Sam shook his head and turned the opposite way from school. “You’re thinking of that Munchausen syndrome, where the person identifies with their kidnapper.”
I shook my head. “That’s not the same. Isn’t Munchausen when you invent sicknesses to get attention?”
“Is it? I just like saying ‘Munchausen.’ I feel like I can actually speak German when I say it.”
I laughed.
“Ulrik was born in Germany,” Sam said. “He has all kinds of interesting children’s stories about werewolves.” He turned onto the main road through downtown and started looking for a parking space. “He said people would get bitten willingly, back in the old days.”
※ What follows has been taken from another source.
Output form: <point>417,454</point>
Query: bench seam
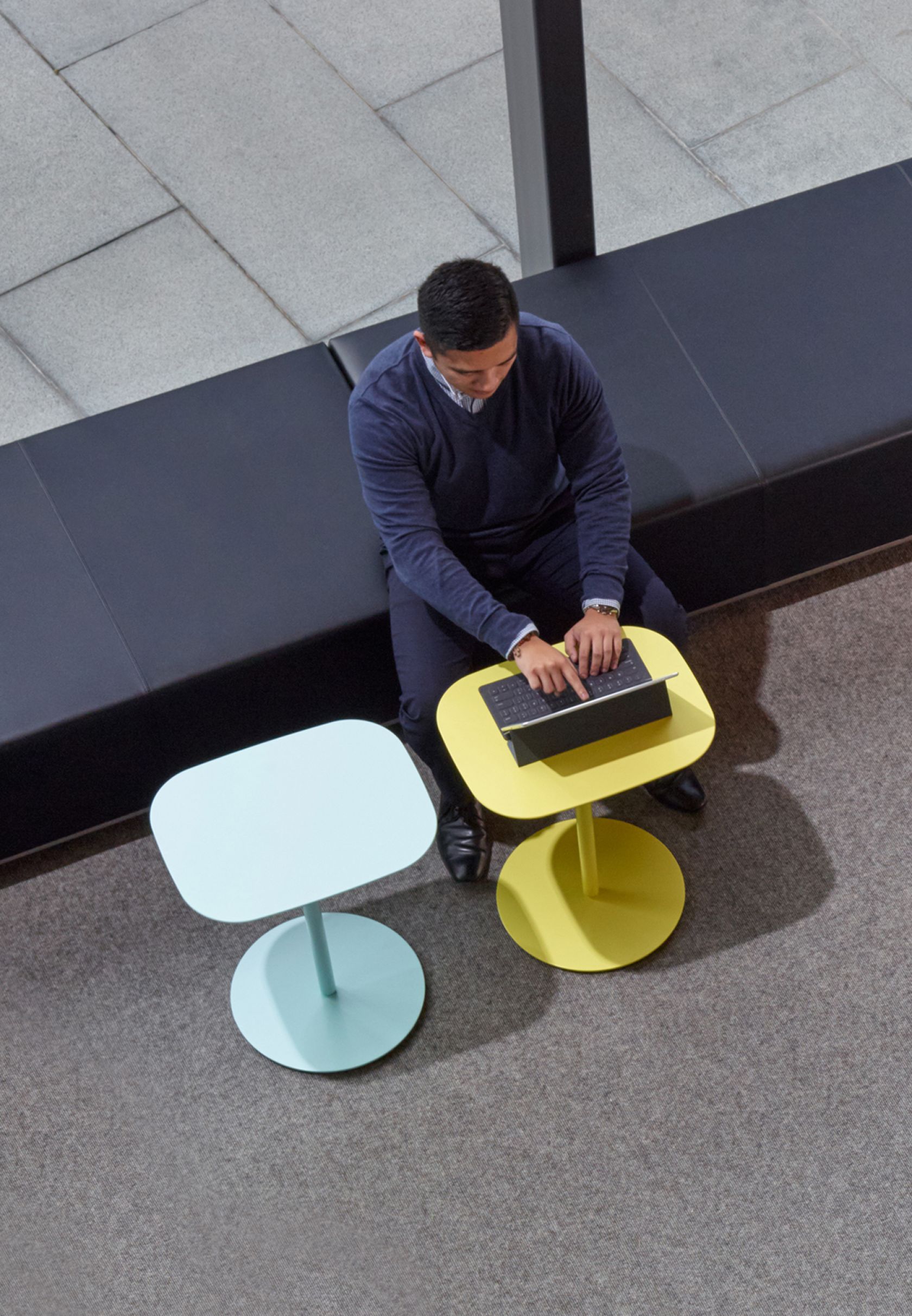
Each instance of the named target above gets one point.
<point>706,386</point>
<point>104,603</point>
I looked out the window at MercyFalls. The shops, all shades of brown and gray, seemed even more brown and gray under the leaden sky, and for October, it felt ominously close to winter. There were no green leaves left on the trees that grew by the side of the street, and some were missing their leaves entirely, adding to the bleak appearance of the town. It was concrete as far as the eye could see. “Why would they want to do that?”
“In the folktales, they’d turn into wolves and steal sheep and other animals when food was scarce. And some of them changed just for the fun of it.”
I studied his face, trying to read his voice. “Is there fun in it?”
He looked away—ashamed of his answer, I thought, until I realized he was just looking over his shoulder to parallel park in front of a row of shops. “Some of us seem to like it, maybe better than being human. Shelby loves it—but like I said, I think her human life was pretty awful. I don’t know. The wolf half of my life is such a part of me now, it’s hard to imagine living without it.”